SOIL ORDER : ULTISOLS
(Latin : ultimus means last, highly leached, clay accumulation in B horizon)
Soil Properties
Ultisols predominantly covered 5.6% of world land area (730.106 ha) or 10.6% of tropical
area (520.106 ha) (Lal, 1997). This soil have low in basic cation saturation, strongly
weathered but less than Oxisols, well-drained, highly leached and acidic, and contain an
argilic or kandic horizon (Lal, 1997). But, according to Miller et.al., 1990 that Ultisols often
have an umbric epipedon (dark-colored A and strongly acidic). However, the common
feature of Ultisols is the existing of argilic horizon. Argilic horizon has a high clay
accumulation (Bt), which is moderate to strongly acidic, often a surface horizon dark with
humus (A), and typically a leached layer (E). The high clay content in this soil may be due
to (1) sedimentation; (2) illuviation; and (3) lithological discontinuities. Intensive
weathering forms the clayey B and often reddish in color. Reddish color is caused by iron
in the soil as sesquioxide in oxidation status.

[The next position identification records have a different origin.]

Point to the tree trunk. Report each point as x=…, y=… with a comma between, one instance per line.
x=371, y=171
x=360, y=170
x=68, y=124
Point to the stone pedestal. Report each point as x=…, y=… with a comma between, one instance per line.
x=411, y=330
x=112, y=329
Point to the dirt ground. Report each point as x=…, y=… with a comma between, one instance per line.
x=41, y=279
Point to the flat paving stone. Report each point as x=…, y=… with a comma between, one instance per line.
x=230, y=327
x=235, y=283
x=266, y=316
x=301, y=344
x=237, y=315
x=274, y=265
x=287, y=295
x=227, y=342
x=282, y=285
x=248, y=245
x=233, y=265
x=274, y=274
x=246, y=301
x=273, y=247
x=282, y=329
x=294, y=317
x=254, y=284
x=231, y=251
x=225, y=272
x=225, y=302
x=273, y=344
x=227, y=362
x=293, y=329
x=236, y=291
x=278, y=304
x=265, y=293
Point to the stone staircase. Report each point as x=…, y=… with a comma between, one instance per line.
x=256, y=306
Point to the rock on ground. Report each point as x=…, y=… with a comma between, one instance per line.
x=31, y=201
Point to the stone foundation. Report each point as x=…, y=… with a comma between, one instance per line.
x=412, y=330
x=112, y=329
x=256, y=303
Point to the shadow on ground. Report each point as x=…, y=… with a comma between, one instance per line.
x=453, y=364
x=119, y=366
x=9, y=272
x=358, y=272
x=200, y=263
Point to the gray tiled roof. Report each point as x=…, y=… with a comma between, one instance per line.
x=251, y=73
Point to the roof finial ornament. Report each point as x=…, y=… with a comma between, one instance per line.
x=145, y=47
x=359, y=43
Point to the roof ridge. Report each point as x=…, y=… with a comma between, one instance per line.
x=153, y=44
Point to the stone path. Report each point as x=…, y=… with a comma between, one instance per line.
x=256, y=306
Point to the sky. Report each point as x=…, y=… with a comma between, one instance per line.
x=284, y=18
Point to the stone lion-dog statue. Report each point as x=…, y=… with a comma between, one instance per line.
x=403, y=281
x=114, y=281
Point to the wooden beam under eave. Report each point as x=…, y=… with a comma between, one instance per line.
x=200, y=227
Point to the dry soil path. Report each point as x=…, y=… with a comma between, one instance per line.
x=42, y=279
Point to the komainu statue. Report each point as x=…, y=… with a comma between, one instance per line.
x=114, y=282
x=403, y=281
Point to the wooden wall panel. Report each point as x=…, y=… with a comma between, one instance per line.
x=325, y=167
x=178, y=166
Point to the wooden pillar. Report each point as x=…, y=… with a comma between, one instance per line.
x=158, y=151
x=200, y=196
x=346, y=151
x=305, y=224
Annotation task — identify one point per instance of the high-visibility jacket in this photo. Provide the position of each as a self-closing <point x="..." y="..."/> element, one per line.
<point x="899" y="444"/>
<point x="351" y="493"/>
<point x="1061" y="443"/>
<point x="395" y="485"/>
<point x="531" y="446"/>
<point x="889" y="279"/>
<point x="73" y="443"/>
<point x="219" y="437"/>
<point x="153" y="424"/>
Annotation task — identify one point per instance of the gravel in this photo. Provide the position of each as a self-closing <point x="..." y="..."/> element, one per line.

Basic cation saturation must have less than
35%. Soil has low pH (less than 5.5) and in nutrients, although the nutrients content is
higher than in Oxisols. Furthermore, Landon (1984) explained that the following
possibilities will be happened when pH value less than 5.5: (i) phosphate ions combine
with iron and Al to form compounds which are not readily available for plants, (ii) All
nutrients except Molybdenum (Mo) become more available with increasing acidity,
deficiencies are therefore rare (iii) Al ions are released from clay lattices and become
established on the clay complex. Soils with low pH should be tested for exchangeable Al
as a measure of potential Al toxicity, (iv) Bacterial activity is reduced and nitrification of
organic matter is significantly retarded. The mineralogy indicates strong weathering
where kaolinite clays is more dominant than the other clays (montmorillonite, illite,
vermiculllite). Ultisols have generally good physical properties (well-drained, moderate
permeability), but have severe problems in nutrient balance.
Soil Taxonomy
Order : Ultisols
Suborders :
Aquults (Latin, aqua = water) : seasonally saturated with water
Humults (Latin, humus =earth) : high-humus surface accumulation
Udults (Latin, udus = humid) : adequate water most of year
Ustults (Latin, ustus = burnt) : dry many months
Xerults (Latin, xeros =dry)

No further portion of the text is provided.